Continuing On July 17, 2018

Sometimes the only thing

I knew to do

was to keep going,

which undoubtedly meant

surrendering to the creative flow

of life.

And so there was the

painful dropping of pieces

I had held so carefully

and an understanding

I seemed to have with God

that I would sometimes

hold on a little longer,

push ahead,

lose my center,

and struggle to find any

resemblance of grace.

But I would always keep going.

Out of Nothingness

Quieting June 30, 2018

It was the small miracles,

the quiet inspirations, that kept my heart

pressing on long enough

to find a path that didn’t lead

further away from itself.

It was the gentle, comforting way

words formed out of nothingness

and courage was found

to look challenges in the face —

knowing the transformative power

of surrender first hand.

It was the remembrance of the

turning away from my own heart

and that first step

taken to find a way back.

Somehow

Continuing On, Unsorted June 24, 2018

When I looked back, after a while, the story I had carried had faded. It was the subtler, sometimes painfully subtle story beyond the surface that kept my attention.

It was the faint memory of all the times I had managed to allow a quieting,  just enough to hear the quiet prayer spoken from my own heart — somewhere long ago.

It was each moment I had allowed my heart to remain open, even though I was sure I didn’t know how to continue on, that had woven a more beautiful story — somehow.
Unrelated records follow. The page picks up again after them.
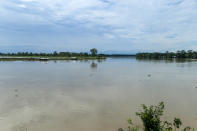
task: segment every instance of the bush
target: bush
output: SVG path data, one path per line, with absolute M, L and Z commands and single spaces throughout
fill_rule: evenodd
M 174 118 L 173 124 L 168 121 L 161 121 L 160 117 L 164 112 L 164 102 L 160 102 L 157 106 L 142 105 L 142 111 L 137 112 L 136 115 L 140 117 L 143 123 L 144 131 L 176 131 L 180 129 L 182 122 L 179 118 Z M 135 126 L 131 119 L 128 120 L 127 131 L 139 131 L 140 128 Z M 182 131 L 190 131 L 191 127 L 187 126 Z M 192 129 L 194 131 L 194 129 Z M 122 128 L 119 128 L 118 131 L 124 131 Z

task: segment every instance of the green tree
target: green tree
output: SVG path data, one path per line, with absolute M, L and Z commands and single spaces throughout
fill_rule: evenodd
M 137 112 L 136 115 L 141 118 L 145 131 L 160 131 L 160 116 L 163 115 L 164 103 L 160 102 L 158 106 L 151 105 L 150 107 L 143 104 L 142 108 L 143 111 Z
M 92 48 L 92 49 L 90 49 L 90 52 L 91 52 L 92 56 L 96 56 L 98 51 L 96 48 Z

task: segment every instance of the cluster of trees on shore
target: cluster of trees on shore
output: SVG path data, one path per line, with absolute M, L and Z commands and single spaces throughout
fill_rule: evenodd
M 92 57 L 92 56 L 103 56 L 102 54 L 98 54 L 98 50 L 96 48 L 90 49 L 90 53 L 88 52 L 57 52 L 53 53 L 32 53 L 32 52 L 18 52 L 18 53 L 0 53 L 0 56 L 45 56 L 45 57 Z
M 190 58 L 190 59 L 197 59 L 197 51 L 193 50 L 181 50 L 177 52 L 169 52 L 166 51 L 165 53 L 153 52 L 153 53 L 137 53 L 137 58 L 145 58 L 145 59 L 171 59 L 171 58 Z

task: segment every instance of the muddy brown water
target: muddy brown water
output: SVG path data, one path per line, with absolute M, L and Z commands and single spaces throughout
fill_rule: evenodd
M 197 129 L 197 61 L 0 62 L 0 131 L 117 131 L 141 104 Z

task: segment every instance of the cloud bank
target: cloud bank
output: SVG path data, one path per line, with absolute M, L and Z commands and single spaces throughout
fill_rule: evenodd
M 196 0 L 1 0 L 0 17 L 7 48 L 197 50 Z

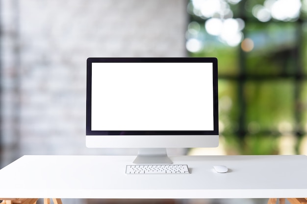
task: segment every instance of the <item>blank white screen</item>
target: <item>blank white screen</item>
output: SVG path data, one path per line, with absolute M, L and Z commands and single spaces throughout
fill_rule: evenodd
M 213 131 L 211 63 L 93 63 L 92 131 Z

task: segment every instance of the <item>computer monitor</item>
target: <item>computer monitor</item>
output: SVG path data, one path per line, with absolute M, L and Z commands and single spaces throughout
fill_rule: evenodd
M 171 163 L 166 148 L 218 146 L 216 58 L 90 58 L 87 69 L 87 147 Z

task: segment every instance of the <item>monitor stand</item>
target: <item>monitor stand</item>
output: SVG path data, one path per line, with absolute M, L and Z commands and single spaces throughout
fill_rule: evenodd
M 171 164 L 166 148 L 140 148 L 133 161 L 136 164 Z

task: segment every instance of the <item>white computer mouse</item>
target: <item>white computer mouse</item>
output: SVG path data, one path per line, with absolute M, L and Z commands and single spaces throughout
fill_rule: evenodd
M 226 173 L 228 171 L 228 168 L 226 166 L 222 165 L 216 165 L 213 166 L 213 169 L 217 173 Z

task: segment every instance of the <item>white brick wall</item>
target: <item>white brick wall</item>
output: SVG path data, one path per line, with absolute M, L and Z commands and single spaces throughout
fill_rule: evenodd
M 106 153 L 85 146 L 86 59 L 185 56 L 186 3 L 1 0 L 2 165 L 25 154 Z

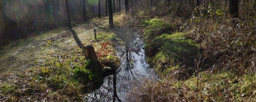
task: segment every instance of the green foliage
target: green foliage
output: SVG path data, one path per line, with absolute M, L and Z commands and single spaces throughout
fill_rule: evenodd
M 163 66 L 169 64 L 177 65 L 186 61 L 182 64 L 192 64 L 197 56 L 196 51 L 198 45 L 185 37 L 184 33 L 177 32 L 171 35 L 163 34 L 156 38 L 149 46 L 152 49 L 146 47 L 146 50 L 158 50 L 155 55 L 150 58 L 151 64 L 155 66 L 158 70 L 162 71 L 165 70 Z
M 168 23 L 160 19 L 153 19 L 143 22 L 147 27 L 144 32 L 145 39 L 150 42 L 155 37 L 163 33 L 170 33 L 177 27 L 176 25 Z
M 92 85 L 95 87 L 100 86 L 103 82 L 103 78 L 102 75 L 100 73 L 96 74 L 91 71 L 91 70 L 88 69 L 92 68 L 94 65 L 90 62 L 87 61 L 84 64 L 84 65 L 83 66 L 76 65 L 75 69 L 73 70 L 74 75 L 72 78 L 77 80 L 84 85 L 88 85 L 89 84 L 92 83 Z M 95 67 L 93 68 L 97 68 Z M 91 89 L 87 88 L 87 90 L 85 91 L 89 91 L 89 89 Z

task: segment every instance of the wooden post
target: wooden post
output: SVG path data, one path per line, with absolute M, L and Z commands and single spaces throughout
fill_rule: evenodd
M 84 46 L 83 50 L 85 54 L 86 58 L 89 59 L 97 59 L 96 53 L 94 50 L 94 48 L 92 45 L 90 44 L 88 46 Z
M 96 29 L 94 29 L 94 38 L 95 38 L 95 40 L 98 41 L 97 40 L 97 37 L 96 36 Z

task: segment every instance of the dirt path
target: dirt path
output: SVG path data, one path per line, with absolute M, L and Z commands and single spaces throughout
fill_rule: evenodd
M 118 18 L 123 13 L 115 14 L 114 18 Z M 47 46 L 47 40 L 54 42 L 54 48 L 58 53 L 61 53 L 75 52 L 79 50 L 73 35 L 77 36 L 83 44 L 95 44 L 92 43 L 95 41 L 93 29 L 106 26 L 108 20 L 108 17 L 94 18 L 86 24 L 73 26 L 73 32 L 67 28 L 60 28 L 14 41 L 0 50 L 0 74 L 43 64 L 46 60 L 53 57 L 55 53 L 52 46 Z

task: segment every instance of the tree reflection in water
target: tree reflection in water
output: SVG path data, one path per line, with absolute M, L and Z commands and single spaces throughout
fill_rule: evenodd
M 132 30 L 120 33 L 126 34 L 126 36 L 123 39 L 125 39 L 125 44 L 117 48 L 121 61 L 120 67 L 115 73 L 105 78 L 104 83 L 100 88 L 85 97 L 88 101 L 124 100 L 130 86 L 135 82 L 134 81 L 143 77 L 145 73 L 149 73 L 145 70 L 149 65 L 146 62 L 142 38 Z

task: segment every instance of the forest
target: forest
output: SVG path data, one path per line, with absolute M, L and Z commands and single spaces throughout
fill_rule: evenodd
M 256 0 L 0 0 L 0 102 L 256 101 Z

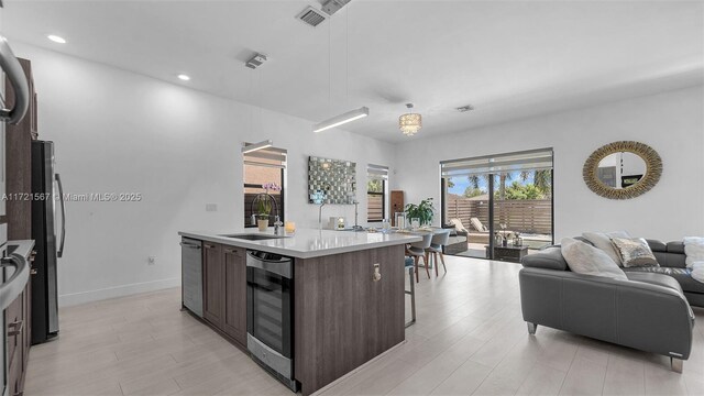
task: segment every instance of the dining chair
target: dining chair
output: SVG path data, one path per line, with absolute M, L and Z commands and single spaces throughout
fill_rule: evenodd
M 442 261 L 442 268 L 448 272 L 448 267 L 444 266 L 444 255 L 442 254 L 442 248 L 450 241 L 450 230 L 437 231 L 432 234 L 430 246 L 426 249 L 426 256 L 432 255 L 432 264 L 436 266 L 436 276 L 438 276 L 438 255 Z
M 406 270 L 408 270 L 410 290 L 404 289 L 404 294 L 410 296 L 410 320 L 406 322 L 406 327 L 409 327 L 416 322 L 416 283 L 414 282 L 414 260 L 410 257 L 405 257 L 404 271 Z
M 422 237 L 420 242 L 414 242 L 406 246 L 406 255 L 414 258 L 415 267 L 416 267 L 416 282 L 420 282 L 418 279 L 418 263 L 420 258 L 422 258 L 422 264 L 426 267 L 426 273 L 428 274 L 428 279 L 430 279 L 430 270 L 428 268 L 428 253 L 426 253 L 426 249 L 430 248 L 430 243 L 432 242 L 432 232 L 419 234 Z

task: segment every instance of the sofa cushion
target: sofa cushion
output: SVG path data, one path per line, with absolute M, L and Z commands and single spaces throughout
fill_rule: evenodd
M 684 292 L 682 290 L 682 286 L 672 276 L 658 274 L 654 272 L 628 271 L 628 270 L 632 270 L 632 268 L 626 268 L 624 271 L 626 273 L 626 276 L 628 276 L 628 280 L 644 282 L 651 285 L 669 287 L 673 290 L 676 290 L 679 294 L 684 295 Z
M 659 266 L 648 242 L 642 238 L 612 238 L 625 267 Z
M 682 290 L 688 293 L 704 293 L 704 283 L 694 279 L 691 275 L 691 271 L 688 268 L 673 268 L 673 267 L 631 267 L 624 268 L 626 275 L 630 273 L 653 273 L 669 275 L 682 287 Z M 630 276 L 629 276 L 630 278 Z
M 562 256 L 572 272 L 628 280 L 626 274 L 601 249 L 572 238 L 563 238 L 560 244 L 562 245 Z
M 661 241 L 647 239 L 646 242 L 648 242 L 648 246 L 650 246 L 650 250 L 653 253 L 654 252 L 667 252 L 668 251 L 668 245 L 664 244 Z
M 538 253 L 528 254 L 520 263 L 525 267 L 566 271 L 568 262 L 564 261 L 559 246 L 547 248 Z
M 657 267 L 638 267 L 638 268 L 657 268 Z M 632 270 L 632 268 L 626 268 L 626 270 Z M 651 285 L 668 287 L 678 292 L 680 296 L 682 296 L 682 299 L 684 299 L 685 301 L 688 300 L 688 298 L 684 296 L 684 292 L 682 290 L 681 284 L 678 280 L 675 280 L 675 278 L 672 276 L 658 274 L 653 272 L 640 272 L 640 271 L 635 271 L 635 272 L 625 271 L 625 272 L 626 272 L 626 276 L 628 276 L 628 280 L 642 282 Z M 692 321 L 692 324 L 694 324 L 694 319 L 695 319 L 694 311 L 692 310 L 692 307 L 690 307 L 689 304 L 688 304 L 688 308 L 690 311 L 690 320 Z
M 663 252 L 652 252 L 652 254 L 656 255 L 656 258 L 658 260 L 658 264 L 660 264 L 660 266 L 668 266 L 668 267 L 674 267 L 674 268 L 685 268 L 686 264 L 685 264 L 685 258 L 686 256 L 684 254 L 678 254 L 678 253 L 663 253 Z
M 620 254 L 612 244 L 612 238 L 630 238 L 628 232 L 626 231 L 613 231 L 613 232 L 584 232 L 582 234 L 586 240 L 588 240 L 594 246 L 601 249 L 606 253 L 612 260 L 618 264 L 623 265 Z
M 668 242 L 668 253 L 684 254 L 684 242 Z

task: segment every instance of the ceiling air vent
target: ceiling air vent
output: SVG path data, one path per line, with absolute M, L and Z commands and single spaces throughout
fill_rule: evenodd
M 315 8 L 308 6 L 301 13 L 296 16 L 299 21 L 314 28 L 326 21 L 326 15 Z
M 340 11 L 341 8 L 346 6 L 351 0 L 328 0 L 322 3 L 322 11 L 324 11 L 328 15 L 332 15 L 333 13 Z

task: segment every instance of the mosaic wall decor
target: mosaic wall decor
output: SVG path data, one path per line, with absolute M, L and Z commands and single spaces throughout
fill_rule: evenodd
M 308 157 L 309 204 L 354 204 L 356 163 L 343 160 Z

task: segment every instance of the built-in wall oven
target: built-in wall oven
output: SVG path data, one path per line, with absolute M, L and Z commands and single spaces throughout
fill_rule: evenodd
M 246 348 L 292 391 L 294 378 L 294 260 L 274 253 L 246 253 Z

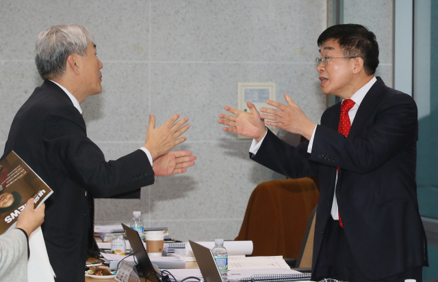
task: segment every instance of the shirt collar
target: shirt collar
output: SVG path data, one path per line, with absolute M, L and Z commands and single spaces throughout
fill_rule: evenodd
M 75 107 L 77 109 L 78 111 L 79 111 L 79 113 L 81 114 L 82 114 L 82 109 L 81 109 L 81 106 L 79 105 L 79 102 L 77 101 L 77 99 L 73 95 L 72 95 L 72 94 L 69 92 L 68 90 L 65 87 L 62 86 L 58 83 L 53 81 L 53 80 L 50 80 L 50 81 L 54 83 L 55 84 L 56 84 L 57 86 L 60 86 L 60 88 L 62 89 L 64 92 L 66 92 L 67 96 L 68 96 L 68 98 L 70 98 L 70 99 L 71 100 L 71 102 L 73 103 L 73 105 L 75 106 Z
M 376 78 L 376 77 L 373 77 L 371 80 L 368 81 L 368 83 L 362 86 L 361 89 L 356 91 L 356 93 L 353 94 L 353 96 L 352 96 L 350 99 L 352 99 L 355 103 L 357 103 L 358 106 L 360 105 L 361 103 L 362 103 L 362 100 L 363 100 L 363 98 L 365 98 L 365 95 L 367 94 L 368 91 L 370 91 L 371 87 L 374 84 L 376 81 L 377 81 L 377 79 Z

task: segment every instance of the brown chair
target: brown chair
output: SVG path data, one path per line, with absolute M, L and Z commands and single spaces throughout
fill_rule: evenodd
M 251 194 L 235 240 L 252 240 L 253 256 L 298 258 L 318 196 L 309 178 L 262 183 Z M 305 260 L 306 257 L 301 259 Z
M 315 235 L 315 218 L 316 218 L 317 207 L 318 205 L 315 207 L 315 209 L 309 217 L 309 220 L 307 220 L 306 232 L 304 234 L 298 258 L 296 259 L 296 263 L 294 266 L 296 268 L 293 268 L 302 272 L 310 272 L 311 270 L 312 257 L 313 254 L 313 237 Z

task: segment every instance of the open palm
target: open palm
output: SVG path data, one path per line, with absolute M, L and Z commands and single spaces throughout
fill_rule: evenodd
M 225 131 L 258 140 L 264 136 L 266 131 L 265 123 L 254 105 L 250 102 L 248 102 L 247 105 L 250 113 L 228 106 L 225 107 L 226 111 L 234 115 L 220 114 L 219 118 L 221 119 L 218 122 L 221 125 L 229 127 L 224 127 Z
M 158 157 L 153 161 L 152 169 L 155 176 L 166 176 L 183 173 L 185 168 L 194 165 L 196 157 L 192 155 L 190 151 L 168 152 Z

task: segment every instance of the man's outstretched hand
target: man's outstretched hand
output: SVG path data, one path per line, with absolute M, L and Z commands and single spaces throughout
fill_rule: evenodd
M 260 112 L 270 114 L 262 114 L 261 117 L 269 120 L 266 121 L 266 125 L 300 134 L 309 140 L 316 124 L 306 117 L 302 110 L 289 95 L 285 94 L 285 99 L 289 105 L 284 105 L 272 100 L 266 101 L 268 105 L 274 106 L 278 110 L 262 107 Z
M 249 101 L 246 105 L 250 113 L 226 106 L 225 110 L 234 115 L 220 114 L 219 118 L 221 119 L 218 123 L 227 126 L 223 128 L 225 131 L 254 138 L 259 142 L 266 133 L 266 127 L 255 106 Z
M 189 118 L 175 123 L 179 118 L 179 114 L 175 114 L 163 125 L 155 128 L 155 117 L 153 114 L 149 114 L 149 126 L 143 146 L 151 153 L 152 159 L 155 160 L 187 140 L 187 137 L 180 136 L 190 127 L 189 124 L 185 125 Z
M 168 152 L 158 157 L 154 162 L 152 169 L 155 176 L 166 176 L 184 173 L 185 168 L 194 166 L 196 157 L 190 151 Z

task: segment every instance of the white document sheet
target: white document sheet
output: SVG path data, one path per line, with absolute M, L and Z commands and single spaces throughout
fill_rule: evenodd
M 162 270 L 162 271 L 163 270 Z M 172 273 L 172 274 L 175 277 L 177 281 L 180 281 L 185 277 L 188 277 L 189 276 L 194 276 L 195 277 L 198 277 L 199 279 L 203 278 L 203 275 L 201 274 L 201 270 L 199 268 L 195 269 L 166 269 L 166 270 Z M 168 273 L 164 272 L 164 274 L 167 275 Z M 171 276 L 169 275 L 169 278 L 171 280 L 173 280 Z M 198 282 L 198 280 L 196 279 L 188 279 L 186 281 L 196 281 Z
M 254 274 L 287 274 L 301 273 L 289 268 L 240 269 L 228 271 L 229 279 L 250 277 Z
M 228 269 L 230 270 L 241 269 L 268 269 L 287 268 L 289 265 L 281 255 L 274 257 L 235 257 L 228 261 Z
M 27 281 L 54 282 L 55 272 L 49 261 L 41 227 L 38 227 L 29 238 L 29 248 L 30 256 L 27 262 Z

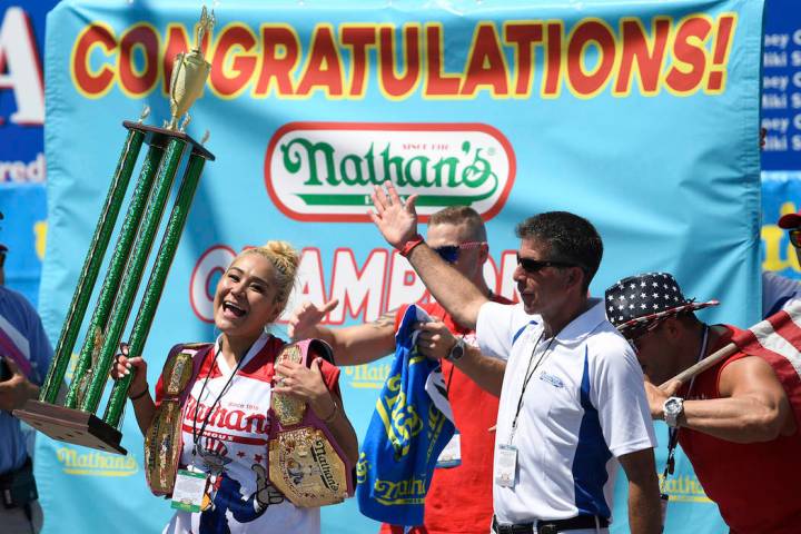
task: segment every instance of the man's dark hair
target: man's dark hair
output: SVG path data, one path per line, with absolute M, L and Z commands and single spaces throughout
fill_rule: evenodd
M 550 247 L 551 259 L 576 264 L 584 271 L 584 290 L 590 287 L 603 256 L 603 241 L 585 218 L 568 211 L 547 211 L 517 225 L 521 239 L 535 239 Z

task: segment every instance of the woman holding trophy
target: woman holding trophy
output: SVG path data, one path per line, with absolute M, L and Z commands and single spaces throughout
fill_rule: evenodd
M 155 400 L 145 360 L 117 356 L 112 376 L 134 373 L 148 484 L 177 508 L 166 533 L 318 533 L 319 506 L 353 493 L 358 444 L 327 346 L 266 332 L 298 264 L 285 241 L 239 254 L 215 293 L 221 334 L 174 347 Z

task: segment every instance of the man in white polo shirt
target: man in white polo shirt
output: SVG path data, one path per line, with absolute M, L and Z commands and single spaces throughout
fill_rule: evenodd
M 518 225 L 514 280 L 523 303 L 498 305 L 425 244 L 415 199 L 404 204 L 392 185 L 376 188 L 373 221 L 455 320 L 475 326 L 485 354 L 508 356 L 506 373 L 492 377 L 472 357 L 456 364 L 501 394 L 493 531 L 605 532 L 616 458 L 629 478 L 631 532 L 661 532 L 642 370 L 604 304 L 587 298 L 603 253 L 595 228 L 565 211 Z

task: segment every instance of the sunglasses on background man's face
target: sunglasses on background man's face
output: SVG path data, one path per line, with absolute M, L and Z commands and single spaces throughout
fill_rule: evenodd
M 444 245 L 442 247 L 435 248 L 434 251 L 437 253 L 439 257 L 448 264 L 453 264 L 458 259 L 458 255 L 462 250 L 478 248 L 484 245 L 484 243 L 485 241 L 467 241 L 461 245 Z
M 790 230 L 790 243 L 795 248 L 801 248 L 801 228 Z
M 556 261 L 556 260 L 550 260 L 550 259 L 531 259 L 531 258 L 521 258 L 521 255 L 517 255 L 517 265 L 521 266 L 523 270 L 528 273 L 530 275 L 540 273 L 545 267 L 580 267 L 577 264 L 573 264 L 570 261 Z

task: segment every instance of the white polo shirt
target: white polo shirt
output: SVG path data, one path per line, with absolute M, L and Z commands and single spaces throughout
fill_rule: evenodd
M 553 339 L 544 338 L 540 317 L 526 315 L 522 305 L 486 303 L 478 313 L 482 350 L 508 355 L 496 472 L 498 445 L 510 444 L 526 370 L 535 369 L 511 443 L 517 448 L 514 487 L 493 487 L 502 524 L 578 514 L 611 520 L 615 457 L 656 446 L 636 356 L 606 320 L 603 301 L 591 304 Z

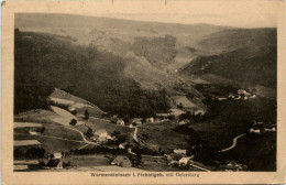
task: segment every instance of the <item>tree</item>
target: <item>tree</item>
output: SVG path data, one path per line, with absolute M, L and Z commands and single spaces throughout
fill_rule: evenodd
M 179 102 L 179 105 L 178 105 L 177 107 L 178 107 L 179 109 L 183 109 L 183 108 L 184 108 L 182 102 Z
M 86 111 L 85 111 L 85 120 L 89 120 L 89 112 L 88 112 L 87 109 L 86 109 Z
M 69 122 L 70 126 L 75 126 L 76 123 L 77 123 L 77 120 L 75 120 L 75 119 L 72 119 Z

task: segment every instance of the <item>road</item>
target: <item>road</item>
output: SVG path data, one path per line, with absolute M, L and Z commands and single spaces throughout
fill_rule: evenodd
M 25 135 L 30 135 L 29 133 L 14 133 L 14 134 L 25 134 Z M 59 138 L 59 137 L 53 137 L 53 135 L 36 135 L 36 137 L 42 137 L 42 138 L 52 138 L 52 139 L 57 139 L 57 140 L 65 140 L 65 141 L 72 141 L 72 142 L 79 142 L 79 143 L 84 143 L 85 141 L 78 141 L 78 140 L 69 140 L 69 139 L 65 139 L 65 138 Z
M 221 150 L 220 152 L 227 152 L 227 151 L 229 151 L 229 150 L 235 148 L 235 146 L 237 146 L 237 143 L 238 143 L 238 140 L 239 140 L 241 137 L 244 137 L 244 135 L 245 135 L 245 133 L 242 133 L 242 134 L 235 137 L 235 138 L 233 139 L 232 145 L 229 146 L 229 148 L 227 148 L 227 149 Z

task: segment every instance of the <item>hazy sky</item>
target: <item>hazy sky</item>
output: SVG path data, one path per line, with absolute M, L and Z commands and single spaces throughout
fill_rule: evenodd
M 121 2 L 114 0 L 109 13 L 84 14 L 151 22 L 272 28 L 276 26 L 277 11 L 277 3 L 273 2 L 275 0 L 167 0 L 165 4 L 164 0 L 146 0 L 139 4 L 132 2 L 130 9 L 122 9 Z

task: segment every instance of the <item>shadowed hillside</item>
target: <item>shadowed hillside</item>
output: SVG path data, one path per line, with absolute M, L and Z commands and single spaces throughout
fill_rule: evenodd
M 276 46 L 262 46 L 198 57 L 182 68 L 179 73 L 198 76 L 215 74 L 249 85 L 276 87 Z
M 54 88 L 82 97 L 102 110 L 148 116 L 167 110 L 167 95 L 142 89 L 123 74 L 125 61 L 89 46 L 73 45 L 69 37 L 21 33 L 15 30 L 15 113 L 45 107 Z
M 233 29 L 207 35 L 199 42 L 198 48 L 208 53 L 231 52 L 244 47 L 277 45 L 276 29 Z

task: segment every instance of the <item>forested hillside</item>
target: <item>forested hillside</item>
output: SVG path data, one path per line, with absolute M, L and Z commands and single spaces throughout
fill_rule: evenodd
M 148 116 L 167 110 L 166 91 L 142 89 L 123 75 L 121 56 L 72 44 L 70 36 L 22 33 L 14 40 L 14 111 L 45 106 L 54 88 L 79 96 L 102 110 L 130 116 Z
M 198 57 L 179 72 L 182 75 L 215 74 L 249 85 L 276 87 L 276 46 L 243 47 L 219 55 Z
In My Heart and in the World

Softening March 27, 2018

I learned to look for the light in every experience, no matter how dark it looked at first glance. It meant being willing to not know exactly how situations would transform, while knowing they would in fact transform.
It meant being willing to be still in my heart and diligent with thoughts while daring to place my feet in the world of form.
There was a delicate softening — the transformation into tenderness. Tenderness spilled over again and again from the ever-present quiet prayer within my deepest heart.

Softening

Softening March 2, 2018

It took a little practice, but I learned to remain in my heart. I learned to honor all that was painful while holding space for tenderness.

I began to sink into my heart a little more each time I remembered I had the option to remain there.  Experiences that seemed unhealable at first glance began to reflect the softening in my own heart.

From a State of Prayer

Reflections March 2, 2018

There was pain in returning to wholeness. It was painful to reach back to parts of myself stuck in the past. And it was painful to begin to feel the pain of others as my own pain.

But there was no turning back. There was a tenderness in tapping into truth that I was unwilling to let go of again. And so I continued to meet each unfolding moment from a state of prayer — trusting in life to meet me. It felt like a huge risk, but  I had been in that place before.